The Paleo Crossing Site, one of the oldest sites in Ohio, had two or three post holes and refuse pits that contained charcoal. From radiocarbon dating, the site was used 10,980 ± 75 years B.P. or about 9,000 B.C. The post holes and an area about 150 square feet indicate that there was a structure at the site. If so, it would be the oldest structure ever found in North America. The structure, carbon-dated at about 10,200 B.C., could have burned, based on the presence of charcoal found in a post hole. More recently scientists have called into serious question the radiocarbon dates from the site, questioning the provenience of the source material stating "On the basis of this new understanding of the site, all previously reported ages for Paleo Crossing are disregarded and the site is defined as undated.".

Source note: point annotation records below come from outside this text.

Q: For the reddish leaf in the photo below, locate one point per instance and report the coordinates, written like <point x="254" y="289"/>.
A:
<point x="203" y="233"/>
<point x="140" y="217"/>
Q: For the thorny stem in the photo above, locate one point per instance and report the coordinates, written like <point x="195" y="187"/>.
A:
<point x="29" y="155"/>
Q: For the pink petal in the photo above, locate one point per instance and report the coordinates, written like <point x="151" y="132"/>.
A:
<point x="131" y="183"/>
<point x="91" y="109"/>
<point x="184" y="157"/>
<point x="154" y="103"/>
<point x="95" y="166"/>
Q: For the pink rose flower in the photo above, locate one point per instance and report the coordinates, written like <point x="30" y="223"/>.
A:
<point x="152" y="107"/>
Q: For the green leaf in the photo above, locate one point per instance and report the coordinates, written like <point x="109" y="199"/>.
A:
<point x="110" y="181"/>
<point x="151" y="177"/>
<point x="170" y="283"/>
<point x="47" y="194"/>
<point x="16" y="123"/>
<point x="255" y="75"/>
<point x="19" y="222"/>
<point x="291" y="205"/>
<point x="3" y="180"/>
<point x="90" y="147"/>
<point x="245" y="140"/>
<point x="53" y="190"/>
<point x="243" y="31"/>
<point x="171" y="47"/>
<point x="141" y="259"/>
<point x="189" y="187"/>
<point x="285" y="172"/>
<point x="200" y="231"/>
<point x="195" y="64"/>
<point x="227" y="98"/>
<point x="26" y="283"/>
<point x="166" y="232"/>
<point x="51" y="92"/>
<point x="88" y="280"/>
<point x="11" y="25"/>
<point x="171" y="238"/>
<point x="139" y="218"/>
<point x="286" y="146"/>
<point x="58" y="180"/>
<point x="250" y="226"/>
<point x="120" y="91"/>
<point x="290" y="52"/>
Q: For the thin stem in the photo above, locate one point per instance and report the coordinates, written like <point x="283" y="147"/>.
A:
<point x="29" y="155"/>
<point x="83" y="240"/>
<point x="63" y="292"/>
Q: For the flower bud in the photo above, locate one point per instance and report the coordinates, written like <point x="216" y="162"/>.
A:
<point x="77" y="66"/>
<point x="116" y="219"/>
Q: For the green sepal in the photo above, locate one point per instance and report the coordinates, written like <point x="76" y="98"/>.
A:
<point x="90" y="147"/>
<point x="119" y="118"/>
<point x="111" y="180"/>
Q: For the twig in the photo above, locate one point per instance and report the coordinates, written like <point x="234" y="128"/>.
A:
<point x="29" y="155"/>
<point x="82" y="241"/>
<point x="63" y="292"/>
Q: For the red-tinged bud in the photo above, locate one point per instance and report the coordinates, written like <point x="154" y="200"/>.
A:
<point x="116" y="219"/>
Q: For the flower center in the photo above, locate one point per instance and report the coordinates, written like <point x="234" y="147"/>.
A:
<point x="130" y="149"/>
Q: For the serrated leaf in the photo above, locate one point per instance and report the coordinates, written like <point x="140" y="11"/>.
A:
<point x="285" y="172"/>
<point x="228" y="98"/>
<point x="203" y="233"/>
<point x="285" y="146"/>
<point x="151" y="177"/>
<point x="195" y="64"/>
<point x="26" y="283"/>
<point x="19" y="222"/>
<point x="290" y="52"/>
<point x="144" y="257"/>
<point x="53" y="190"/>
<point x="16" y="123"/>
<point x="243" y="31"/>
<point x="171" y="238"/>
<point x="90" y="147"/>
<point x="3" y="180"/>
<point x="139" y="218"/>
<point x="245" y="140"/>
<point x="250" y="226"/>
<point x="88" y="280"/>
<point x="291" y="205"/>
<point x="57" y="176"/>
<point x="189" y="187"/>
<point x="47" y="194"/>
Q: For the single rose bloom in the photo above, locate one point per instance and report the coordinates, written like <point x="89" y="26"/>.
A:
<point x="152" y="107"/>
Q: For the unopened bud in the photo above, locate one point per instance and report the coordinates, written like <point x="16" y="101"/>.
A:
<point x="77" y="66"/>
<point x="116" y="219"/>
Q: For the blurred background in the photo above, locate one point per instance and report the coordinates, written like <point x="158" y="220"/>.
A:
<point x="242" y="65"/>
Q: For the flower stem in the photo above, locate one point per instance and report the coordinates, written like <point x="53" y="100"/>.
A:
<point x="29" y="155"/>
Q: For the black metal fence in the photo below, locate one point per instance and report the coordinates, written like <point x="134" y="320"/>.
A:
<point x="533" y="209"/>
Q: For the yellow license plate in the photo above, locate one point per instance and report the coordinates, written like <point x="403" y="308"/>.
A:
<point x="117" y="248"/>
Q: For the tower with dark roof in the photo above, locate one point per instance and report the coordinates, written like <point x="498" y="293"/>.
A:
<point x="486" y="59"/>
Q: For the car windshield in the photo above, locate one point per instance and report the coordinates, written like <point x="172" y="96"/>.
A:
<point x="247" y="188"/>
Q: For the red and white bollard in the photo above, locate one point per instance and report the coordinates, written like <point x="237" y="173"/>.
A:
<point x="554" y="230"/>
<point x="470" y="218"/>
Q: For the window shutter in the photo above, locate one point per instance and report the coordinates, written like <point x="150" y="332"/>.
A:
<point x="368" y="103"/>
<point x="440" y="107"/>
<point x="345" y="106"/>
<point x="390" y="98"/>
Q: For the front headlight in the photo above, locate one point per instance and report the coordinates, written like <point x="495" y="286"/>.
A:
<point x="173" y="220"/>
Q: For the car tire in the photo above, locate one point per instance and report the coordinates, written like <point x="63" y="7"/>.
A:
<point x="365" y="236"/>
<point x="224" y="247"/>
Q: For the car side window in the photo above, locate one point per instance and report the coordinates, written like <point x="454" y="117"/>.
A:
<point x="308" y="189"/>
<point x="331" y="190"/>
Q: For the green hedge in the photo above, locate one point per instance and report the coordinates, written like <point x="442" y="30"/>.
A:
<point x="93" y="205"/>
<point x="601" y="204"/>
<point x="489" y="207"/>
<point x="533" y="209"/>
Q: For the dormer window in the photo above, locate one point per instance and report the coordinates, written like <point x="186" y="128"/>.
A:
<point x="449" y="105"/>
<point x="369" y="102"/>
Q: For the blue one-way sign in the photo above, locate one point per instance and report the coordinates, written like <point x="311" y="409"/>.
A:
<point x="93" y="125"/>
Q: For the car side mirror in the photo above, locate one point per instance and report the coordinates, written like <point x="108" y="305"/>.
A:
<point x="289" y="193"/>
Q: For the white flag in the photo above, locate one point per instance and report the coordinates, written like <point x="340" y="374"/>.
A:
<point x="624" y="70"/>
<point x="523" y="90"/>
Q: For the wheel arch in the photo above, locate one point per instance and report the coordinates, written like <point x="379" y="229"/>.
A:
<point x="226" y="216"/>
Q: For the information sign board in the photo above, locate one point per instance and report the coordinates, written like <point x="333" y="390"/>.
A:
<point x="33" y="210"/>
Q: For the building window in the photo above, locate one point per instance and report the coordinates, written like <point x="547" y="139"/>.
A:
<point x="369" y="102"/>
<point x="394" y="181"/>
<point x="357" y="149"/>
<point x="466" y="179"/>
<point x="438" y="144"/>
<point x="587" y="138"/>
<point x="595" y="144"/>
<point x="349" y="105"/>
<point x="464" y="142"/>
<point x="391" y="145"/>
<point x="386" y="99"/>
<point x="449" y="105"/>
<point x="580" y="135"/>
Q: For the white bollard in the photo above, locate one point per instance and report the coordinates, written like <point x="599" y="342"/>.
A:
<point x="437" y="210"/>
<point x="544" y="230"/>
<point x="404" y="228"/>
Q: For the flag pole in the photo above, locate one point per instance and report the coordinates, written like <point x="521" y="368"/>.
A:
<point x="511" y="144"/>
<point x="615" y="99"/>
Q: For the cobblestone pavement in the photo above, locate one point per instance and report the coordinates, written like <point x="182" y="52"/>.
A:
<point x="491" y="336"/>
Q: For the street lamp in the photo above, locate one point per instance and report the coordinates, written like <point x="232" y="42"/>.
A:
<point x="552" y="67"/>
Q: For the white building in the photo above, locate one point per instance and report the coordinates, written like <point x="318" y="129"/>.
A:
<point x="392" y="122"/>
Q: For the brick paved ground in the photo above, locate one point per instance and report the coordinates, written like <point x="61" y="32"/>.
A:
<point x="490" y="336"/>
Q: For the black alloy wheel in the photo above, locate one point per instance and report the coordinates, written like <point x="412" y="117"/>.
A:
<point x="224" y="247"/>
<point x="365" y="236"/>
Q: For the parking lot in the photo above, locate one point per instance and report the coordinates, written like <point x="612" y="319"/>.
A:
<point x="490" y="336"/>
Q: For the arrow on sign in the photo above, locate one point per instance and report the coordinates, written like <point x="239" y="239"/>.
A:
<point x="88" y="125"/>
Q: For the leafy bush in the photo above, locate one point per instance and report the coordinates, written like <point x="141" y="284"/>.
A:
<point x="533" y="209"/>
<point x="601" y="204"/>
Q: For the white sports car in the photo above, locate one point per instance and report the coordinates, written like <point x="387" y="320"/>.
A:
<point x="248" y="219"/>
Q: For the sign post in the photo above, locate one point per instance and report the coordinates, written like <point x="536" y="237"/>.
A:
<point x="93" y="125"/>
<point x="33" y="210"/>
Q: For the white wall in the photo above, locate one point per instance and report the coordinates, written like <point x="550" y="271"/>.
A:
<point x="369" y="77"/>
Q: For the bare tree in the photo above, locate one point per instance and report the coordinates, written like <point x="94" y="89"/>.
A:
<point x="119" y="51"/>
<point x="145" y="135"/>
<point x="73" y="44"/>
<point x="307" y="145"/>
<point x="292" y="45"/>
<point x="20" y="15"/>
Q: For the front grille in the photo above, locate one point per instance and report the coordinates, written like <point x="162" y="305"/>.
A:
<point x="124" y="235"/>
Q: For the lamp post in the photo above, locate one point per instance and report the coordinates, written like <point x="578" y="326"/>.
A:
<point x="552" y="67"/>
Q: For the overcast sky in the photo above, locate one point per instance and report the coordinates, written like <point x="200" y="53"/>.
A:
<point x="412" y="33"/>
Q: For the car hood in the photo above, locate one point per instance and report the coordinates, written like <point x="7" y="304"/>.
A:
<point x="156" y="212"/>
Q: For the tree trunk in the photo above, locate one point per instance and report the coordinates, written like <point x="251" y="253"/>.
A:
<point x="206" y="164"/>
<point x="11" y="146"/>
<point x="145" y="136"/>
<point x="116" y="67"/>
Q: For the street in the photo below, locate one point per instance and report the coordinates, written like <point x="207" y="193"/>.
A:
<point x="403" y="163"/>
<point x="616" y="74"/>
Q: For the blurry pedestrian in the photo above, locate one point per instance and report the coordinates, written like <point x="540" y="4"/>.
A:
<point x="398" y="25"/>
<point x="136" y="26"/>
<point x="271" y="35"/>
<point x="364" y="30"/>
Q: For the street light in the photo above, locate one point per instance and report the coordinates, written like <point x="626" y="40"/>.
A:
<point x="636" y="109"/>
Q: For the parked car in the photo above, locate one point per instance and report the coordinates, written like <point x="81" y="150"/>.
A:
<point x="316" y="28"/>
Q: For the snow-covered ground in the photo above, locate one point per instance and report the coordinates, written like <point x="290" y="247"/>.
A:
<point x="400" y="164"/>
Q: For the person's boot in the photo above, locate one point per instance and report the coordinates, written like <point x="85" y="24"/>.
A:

More than 10,000 artifacts were found at the site. Most of the flint tools were made from stone unique to a quarry about 500 km away in southern Indiana. Most of the tools and blades found at the site were heavily reworked, presumably because of the long distance from the source of material.

==Terrain==
When Paleo-Indians visited the site, glacial ice had probably receded and it is likely that it was a "lush" environment with vegetation. A bog was nearby, which would have lured animals, like mastodons to the water. The structure was placed above what was once a bog and below a ridge. The bog is now wet farmland.

==Analysis of artifacts==
The artifacts were stored at the Cleveland Museum of Natural History, where analysis was conducted. A person integral to the work was Metin Eren who began his efforts when, as a junior in high school, he joined the Museum's field program in 2000. Now with a Ph.D. in anthropology, Eren and Dr. Brian Redmond, Curator of Archaeology, have collaborated on papers describing the Paleo Crossing stone tool collection. The paper published in 2014 confirmed the hypothesis that the flint originated in the Ohio River Valley in southern Indiana. It was published in the Journal of Archaeological Science. In their paper, Redmond and Eren concluded that the distance between the site of the flint in Indiana and the Paleo Crossing Site provides "strong inferential material evidence that the fast expansion of the Clovis culture across the continent occurred as a result of a geographically widespread hunter-gatherer social network." In addition, they believe that the people at Paleo Crossing probably traveled more than 500 kilometers, because hunter-gatherers don't travel in a straight line. Based on topography, they may have traveled 825 km, or more than 1000 km if they followed rivers.

Small bands of hunters used the four acre site as a place to meet up with one another and exchange information, perform ceremonial rituals, and plan hunts for big game.

There is more analysis that could be conducted. For instance, Eren would like to take chert fragments and reassemble them into whole tools. It was that type of study by Kent State University at the Nobles Pond site. The 22-acre Nobles Pond site in Stark County was a larger meeting place for bands of hunters, with a large collection of tools made from Ohio flint.

More work could also be dating materials other than the charcoal and determining the sources of other stone.

==Current land use==
The Paleo Crossing Site is in a residential area.